2005年9月4日日曜日

キモイものを正直にキモイと言って何が悪いのだろう。



暴言は慎まれるべきだ、というのは理解が出来るところである。
まず第一に暴言は人を傷つけ、第二に暴言は雰囲気を破壊する迷惑行為となる。


ただ問題は、暴言を避けても人を傷つける事は簡単であるし、暴言を避けても雰囲気を破壊する迷惑行為を行う事は簡単だという点にある。世の中はそういうブブズケドードスに長けた人が大勢いるのだ。特にインターネットには。


かと言ってそれを理由に「暴言を慎めったって抜け道だらけで無駄じゃん」などと「暴言は慎んで下さい」というルールを否定するつもりはない。一定の効果は確かにあるのだから。




一方、暴言を慎む事により生じる弊害というものもあるだろう。

嬉しいと感じた際に嬉しいと書くことや、悲しいと感じた際に悲しいと書くこと、あるいは「楽しかった」「憤怒した」といったように、人間の素直な感情を正直に書くことは、それ即ち素晴らしいエントリーであると僕は考える。




そこで思うのである。
「キモイものをキモイと言って何が悪いのか」と。

キモイものを見た際にキモイとブログに書くことは、喜びを感じた際に喜びを書き綴ることや、悲しみを感じた際に悲しみを書き綴ること、あるいは激しい怒りを感じた時に激しい怒りを書き綴ることと、どこがどう違うのだろうか、と僕は疑問に思うのだ。




「キモイ」は暴言である。

「暴言は誰かを傷つける、よって"キモイ"などとブログに書くべきではない」
とするのは、確かに一定の理解が出来るところである。






けれども、「傷つく人がいる、故に駄目」という自主規制は非常に危険である。


少しの過度な想像力を働かせれば、あらゆる言葉、あらゆるエントリーの影には「傷つく可能性がある人達」が大勢潜んでいる事が解る。

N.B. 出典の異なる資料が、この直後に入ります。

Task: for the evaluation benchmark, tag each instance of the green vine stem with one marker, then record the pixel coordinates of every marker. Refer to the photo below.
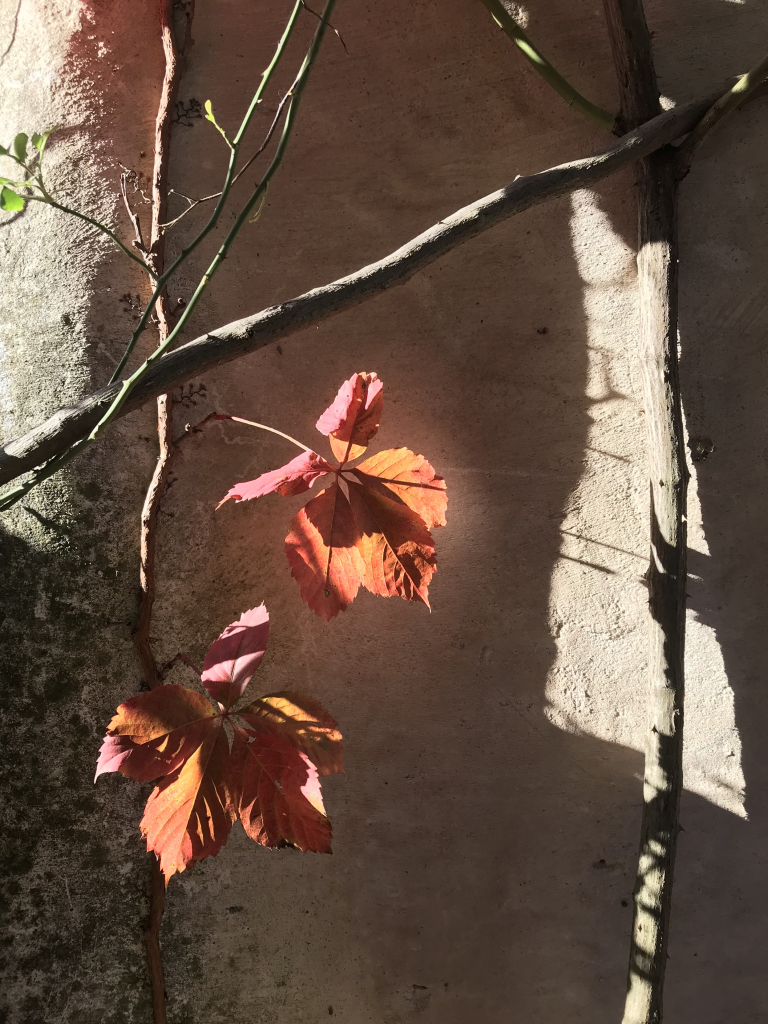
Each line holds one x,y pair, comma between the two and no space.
53,465
550,75
235,147
725,105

例えば当ブログなどは、真性引き篭もりが毎日のんきに幸せ気分で働きもせずに愉快なエントリーを書き続けて幾らかの読者を集めているわけである。それを見た真面目に働きながら頑張ってブログを書いているのにもかかわらず1日平均5hitしか集められずに「どうして俺の頑張って書いたエントリーを誰も読んでくれねえんだ、ちきしょうめ!」などと日々鬱積したものを抱えている人間が当ブログを目にしたならば、「ふざけるな!」と涙ながらに傷心旅行に旅に出る事は明確的な事実であり確定。

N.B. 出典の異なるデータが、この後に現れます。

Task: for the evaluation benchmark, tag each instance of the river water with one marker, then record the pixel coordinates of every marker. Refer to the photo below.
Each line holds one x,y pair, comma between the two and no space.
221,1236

などという例は参考にならないのでもう少し普通な例で言うと、「試験に受かった」あるいは「子供が今日も一日元気だった」「おいしいものを食べた」、あるいは「今日は一日幸せでした」などという話も、その対極にいる人達が見れば酷く傷つく事だろう。




しかし、このたとえ話は卑怯である。

何故ならば、「キモイ」という他人への話を、「試験」「子供」「食事」「幸福」といったような、自分への話にすり替えて論じているからだ。




ならば、という話になる。

例えば原陽子が落選した際に「ざまーみろっ」と言うのは良いのだろうか。イラクを旅して死んだ人を、出会い系サイトで殺された人を、落選しそうな亀井静香を、「自業自得だ」と言うのは良いのだろうか。辻元清美を指して「ブサヨ死ね」と言うのは良いのだろうか。シンディ・シーハンを指して「ブサヨ死ね」と言うのは良いのだろうか。一体、誰ならば傷つけて良く、誰ならば傷つけてはならぬのだろう。

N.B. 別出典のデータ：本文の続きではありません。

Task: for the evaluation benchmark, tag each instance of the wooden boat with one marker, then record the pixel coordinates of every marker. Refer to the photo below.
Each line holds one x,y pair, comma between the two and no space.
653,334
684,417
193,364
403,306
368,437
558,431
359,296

「何が人を傷つけるか」という判断を行うのは非常に危険な行為だ。

まず第一にそれは「誰ならば傷つけてもいいのか」という超主観的な基準から逃れる事は出来ないからだ。そして、想像力を働かせすぎれば何も書けなくなるし、逆に想像力を上手く働かせる事に失敗すれば傷つけ放題好き放題、言葉の暴力やり放題。それは、非常に危険な事である。


やはり、「傷つく人がいる、故に駄目」という自主規制は非常に危険な自主規制であると感じる。






そこで、キモイおたくを指して「きんもーっ☆」と書いてはいけない理由を考えてみた結果、「自分が傷つく可能性のある発言は行わない」という自主規制こそが正しいという結論に達した。

仮に「きんもーっ☆」が2ちゃんねるや匿名掲示板、あるいはキモイヲタクのブログのコメント欄といったような、正体がバレない場所に書き込まれたものであったならば、一切の問題は無かったのである。

それが「個人と結びつくブログ」という場で行われたからこそ、問題となったのだ。




結論、「暴言は匿名で」。
いや、さすがにこれは救いようがない。













そこで、キモイおたくを指して「きんもーっ☆」と書いてはいけない理由を考えてみた結果、「自分が傷つく可能性のある発言は行わない」という自主規制こそが正しいという結論に達した。


ここで重要となるのは想像力である。
世の中には多種多様な個性を持った人間が存在しているのだという事を理解し、他人の痛みを自分の痛みと感じられるような優しさと、他人の傷を自分の傷と思えるような寛容さを持つ、「人の心の解る人間」というものになれるように努めるのが、よりよい人生への1つの最短距離ではないだろうか。という堂々巡り。